RSUI berhasil melakukan operasi pembesaran prostat jinak (PPJ) tanpa bekas sayatan, tindakan tersebut dilakukan dengan teknik terbaru yakni Transurethral enucleation and resection of the prostate (TUERP).

Dokter Spesialis Urologi dr. Dyandra Parikesit, B.MedSc, Sp.U dalam keterangannya, Senin mengatakan bahwa tindakan operasi Pembesaran prostat jinak (PPJ) dilakukan dengan teknik TUERP memiliki beberapa kelebihan dibanding teknik sebelumnya yaitu Transurethral resection of prostate (TURP).

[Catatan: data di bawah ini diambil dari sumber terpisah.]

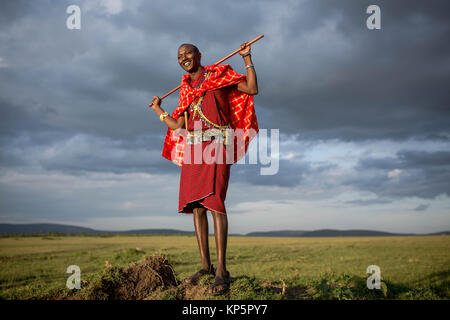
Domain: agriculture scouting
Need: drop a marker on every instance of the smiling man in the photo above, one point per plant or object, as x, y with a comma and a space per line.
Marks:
215, 99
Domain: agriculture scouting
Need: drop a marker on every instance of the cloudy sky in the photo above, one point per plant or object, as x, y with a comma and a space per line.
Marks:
363, 115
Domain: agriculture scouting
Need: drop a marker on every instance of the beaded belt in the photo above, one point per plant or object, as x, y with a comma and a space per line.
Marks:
220, 135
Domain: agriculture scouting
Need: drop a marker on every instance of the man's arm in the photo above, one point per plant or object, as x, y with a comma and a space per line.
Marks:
251, 85
168, 120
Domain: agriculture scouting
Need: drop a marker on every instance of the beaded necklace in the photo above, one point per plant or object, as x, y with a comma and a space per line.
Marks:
196, 107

"Operasi TUERP yang dilakukan di RSUI sudah menggunakan teknik terkini dengan peralatan terbaik agar dapat memberikan manfaat dan hasil untuk pasien," katanya.

Operasi TUERP menggunakan alat berupa teropong sehingga tidak meninggalkan luka. Teropong akan dimasukkan melalui saluran kemih (saat pasien dalam pembiusan), dan mengeluarkan jaringan prostat yang menyebabkan penyumbatan.

Operasi ini diindikasikan pada pasien dengan infeksi saluran kemih berulang, BAK berdarah berulang, batu kandung kemih, penurunan fungsi ginjal yang disebabkan oleh penyumbatan akibat PPJ, dan perubahan patologis pada kandung kemih dan saluran kemih bagian atas.

Lebih lanjut dr. Dyandra mengatakan bahwa lama pengerjaan operasi TUERP sekitar 1-2 jam. Pasien akan dipasang kateter selama 3 hari pasca operasi. Pada hari ketiga, diharapkan kateter sudah dapat dilepas dan pasien dapat menjalani rawat jalan. Meski proses penyembuhan tidak memerlukan waktu yang lama, setelah operasi TUERP, pasien disarankan untuk menghindari kegiatan berat selama 10-14 hari.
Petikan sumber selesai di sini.